Last week, the owner of 8chan, an online message board linked to several recent mass shootings, gave a deposition on Capitol Hill
Alphabet Inc’s Google, Facebook Inc and Twitter Inc will testify next week before a US Senate panel on efforts by social media firms to remove violent content from online platforms, the panel said in a statement on Wednesday.
The September 18 hearing of the Senate Commerce Committee follows growing concern in Congress about the use of social media by people committing mass shootings and other violent acts. Last week, the owner of 8chan, an online message board linked to several recent mass shootings, gave a deposition on Capitol Hill.
The hearing “will examine the proliferation of extremism online and explore the effectiveness of industry efforts to remove violent content from online platforms. Witnesses will discuss how technology companies are working with law enforcement when violent or threatening content is identified and the processes for removal of such content,” the committee said.
Facebook’s head of global policy management Monika Bickert, Twitter public policy director Nick Pickles and Google’s global director of information policy Derek Slater are due to testify.
Facebook and Google both confirmed they will participate but declined to comment further. Twitter did not immediately comment.
In May, Facebook said it would temporarily block users who break its rules from broadcasting live video. That followed an international outcry after a gunman killed 51 people in New Zealand and streamed the attack live on his page.

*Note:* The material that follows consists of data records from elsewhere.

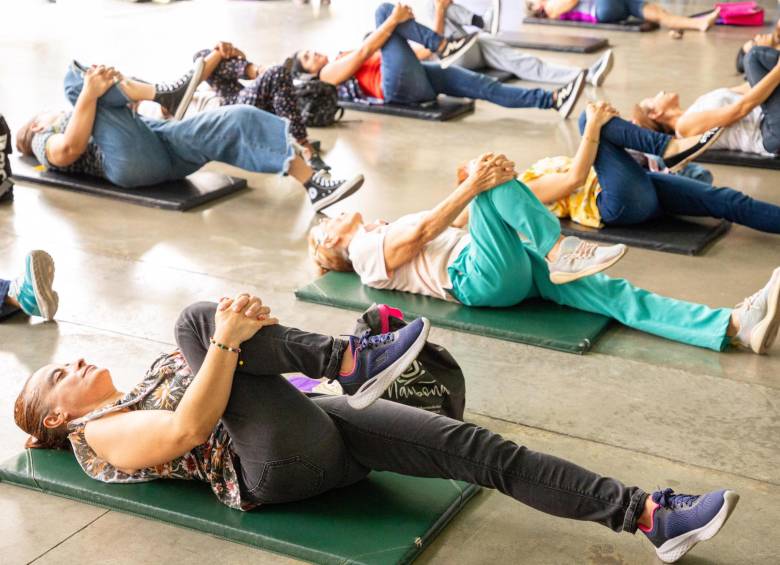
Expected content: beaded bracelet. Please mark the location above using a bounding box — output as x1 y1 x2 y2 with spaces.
209 337 241 353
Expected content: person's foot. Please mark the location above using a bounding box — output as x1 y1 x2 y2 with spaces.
588 49 615 86
338 318 431 410
732 267 780 355
639 488 739 563
695 8 720 31
661 127 723 173
439 32 479 69
548 236 627 284
553 71 588 120
8 250 60 321
303 171 364 212
154 57 204 120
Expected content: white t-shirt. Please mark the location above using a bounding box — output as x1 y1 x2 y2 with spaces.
348 212 471 302
685 88 771 155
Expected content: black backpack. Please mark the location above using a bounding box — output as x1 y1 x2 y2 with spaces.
354 304 466 421
293 78 344 127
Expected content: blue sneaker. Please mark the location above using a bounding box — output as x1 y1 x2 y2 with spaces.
640 488 739 563
339 318 431 410
9 250 60 321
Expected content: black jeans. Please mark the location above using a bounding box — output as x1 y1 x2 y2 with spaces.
176 302 647 532
744 46 780 154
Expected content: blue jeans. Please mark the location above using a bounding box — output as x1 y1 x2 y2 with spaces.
744 46 780 154
376 3 553 108
580 112 780 233
65 65 294 188
596 0 645 23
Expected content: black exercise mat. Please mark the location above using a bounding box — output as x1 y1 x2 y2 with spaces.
561 216 731 255
339 96 474 122
12 157 246 212
695 149 780 171
496 31 609 53
523 18 659 32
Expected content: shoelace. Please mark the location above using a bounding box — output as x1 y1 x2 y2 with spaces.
653 488 699 510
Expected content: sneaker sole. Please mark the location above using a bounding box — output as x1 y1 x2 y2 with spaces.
29 250 60 321
173 57 205 121
347 318 431 410
669 128 726 173
312 175 366 212
558 72 586 120
750 269 780 355
550 247 628 284
655 490 739 563
439 35 479 69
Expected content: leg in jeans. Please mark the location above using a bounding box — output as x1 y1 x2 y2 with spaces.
745 46 780 154
648 173 780 233
580 112 671 225
422 63 553 109
314 397 647 532
65 65 178 188
449 180 560 308
376 3 443 104
175 302 367 504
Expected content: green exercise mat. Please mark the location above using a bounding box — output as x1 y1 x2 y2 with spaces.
295 272 610 353
0 449 479 565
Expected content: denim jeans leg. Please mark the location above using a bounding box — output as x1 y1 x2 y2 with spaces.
422 63 553 109
648 173 780 233
745 46 780 154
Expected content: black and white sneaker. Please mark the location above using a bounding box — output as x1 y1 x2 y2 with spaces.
553 71 588 120
439 32 479 69
588 49 615 86
663 127 723 173
303 171 364 212
154 57 204 120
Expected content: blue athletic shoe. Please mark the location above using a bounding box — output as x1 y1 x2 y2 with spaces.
642 488 739 563
339 318 431 410
9 250 60 321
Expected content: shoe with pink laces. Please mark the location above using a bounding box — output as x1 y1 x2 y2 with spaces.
547 236 627 284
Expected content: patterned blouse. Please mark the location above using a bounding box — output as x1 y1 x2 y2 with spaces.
68 350 256 510
32 112 106 178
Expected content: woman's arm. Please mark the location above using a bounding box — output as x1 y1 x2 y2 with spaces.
45 65 121 167
320 4 414 85
675 56 780 137
526 102 617 204
85 294 278 471
384 153 516 274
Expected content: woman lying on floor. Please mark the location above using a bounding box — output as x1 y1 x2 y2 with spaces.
14 294 739 562
309 150 780 353
294 3 587 118
428 0 614 86
634 46 780 155
16 61 363 210
521 102 780 233
526 0 720 31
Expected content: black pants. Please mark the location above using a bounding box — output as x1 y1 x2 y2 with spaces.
176 302 647 532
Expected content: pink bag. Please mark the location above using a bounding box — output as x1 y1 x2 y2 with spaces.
715 2 764 26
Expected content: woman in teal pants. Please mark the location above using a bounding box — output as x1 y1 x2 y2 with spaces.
309 150 780 353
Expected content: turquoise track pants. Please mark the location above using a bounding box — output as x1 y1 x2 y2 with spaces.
449 180 731 351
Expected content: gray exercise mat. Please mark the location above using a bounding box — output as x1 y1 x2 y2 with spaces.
496 31 609 53
523 17 659 32
11 157 246 212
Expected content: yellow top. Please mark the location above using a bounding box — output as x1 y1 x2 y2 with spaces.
520 156 604 228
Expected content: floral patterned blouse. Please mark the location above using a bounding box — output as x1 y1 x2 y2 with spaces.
68 350 255 510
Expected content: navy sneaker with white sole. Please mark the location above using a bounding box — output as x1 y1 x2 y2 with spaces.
338 318 431 410
640 488 739 563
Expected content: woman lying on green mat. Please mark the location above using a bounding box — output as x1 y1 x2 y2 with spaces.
14 294 739 562
309 150 780 353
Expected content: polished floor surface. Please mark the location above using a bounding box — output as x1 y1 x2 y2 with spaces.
0 0 780 564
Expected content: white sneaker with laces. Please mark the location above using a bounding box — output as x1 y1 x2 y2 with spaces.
548 236 627 284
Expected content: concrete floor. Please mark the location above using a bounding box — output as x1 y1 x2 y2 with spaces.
0 0 780 564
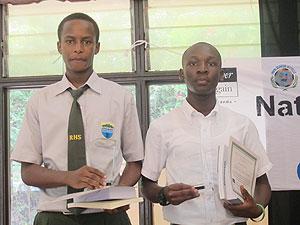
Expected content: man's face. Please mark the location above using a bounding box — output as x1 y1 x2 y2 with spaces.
181 44 222 96
57 19 99 73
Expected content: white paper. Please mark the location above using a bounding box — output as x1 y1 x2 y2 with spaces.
229 138 257 199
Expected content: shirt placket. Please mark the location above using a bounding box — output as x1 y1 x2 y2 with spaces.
200 118 216 222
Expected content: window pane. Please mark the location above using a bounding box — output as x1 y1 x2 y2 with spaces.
9 89 39 225
149 0 261 70
8 85 139 225
149 84 186 121
7 0 132 76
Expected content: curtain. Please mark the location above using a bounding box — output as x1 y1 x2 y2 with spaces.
0 0 90 5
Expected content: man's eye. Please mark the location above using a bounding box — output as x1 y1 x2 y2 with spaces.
82 40 92 45
189 62 197 66
66 40 74 45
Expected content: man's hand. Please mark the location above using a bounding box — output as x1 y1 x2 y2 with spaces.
66 166 106 189
104 205 130 214
164 183 200 205
224 186 262 218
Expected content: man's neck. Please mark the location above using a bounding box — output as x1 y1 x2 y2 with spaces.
186 94 217 116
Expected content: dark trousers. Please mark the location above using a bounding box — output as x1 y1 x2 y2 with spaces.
33 211 131 225
170 222 247 225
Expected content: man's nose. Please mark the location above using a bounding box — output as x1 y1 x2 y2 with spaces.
197 62 208 73
74 42 83 53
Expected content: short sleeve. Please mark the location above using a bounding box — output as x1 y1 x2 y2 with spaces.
11 94 42 165
142 121 167 181
244 120 272 177
121 92 144 162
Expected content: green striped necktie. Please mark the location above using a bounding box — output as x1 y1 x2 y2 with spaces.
67 85 88 214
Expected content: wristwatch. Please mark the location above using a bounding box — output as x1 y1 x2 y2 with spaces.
157 186 170 206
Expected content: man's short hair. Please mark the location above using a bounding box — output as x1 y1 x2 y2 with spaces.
57 13 100 42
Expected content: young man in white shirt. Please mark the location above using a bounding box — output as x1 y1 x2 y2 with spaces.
142 42 272 225
11 13 144 225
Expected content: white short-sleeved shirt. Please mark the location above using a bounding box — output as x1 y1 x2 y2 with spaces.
142 101 272 225
11 72 144 212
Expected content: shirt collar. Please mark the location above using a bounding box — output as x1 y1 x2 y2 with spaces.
182 99 220 120
53 71 101 96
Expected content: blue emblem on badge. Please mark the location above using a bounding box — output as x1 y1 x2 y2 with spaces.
271 65 298 90
101 123 114 139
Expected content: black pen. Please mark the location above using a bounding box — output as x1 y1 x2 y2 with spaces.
194 184 205 190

Facebook said it was introducing a “one-strike” policy for use of Facebook Live, a service which lets users broadcast live video. Those who broke the company’s most serious rules anywhere on its site would have their access to make live broadcasts temporarily restricted.
Facebook has come under intense scrutiny in recent years over hate speech, privacy lapses and its dominant market position in social media. The company is trying to address those concerns while averting more strenuous action from regulators.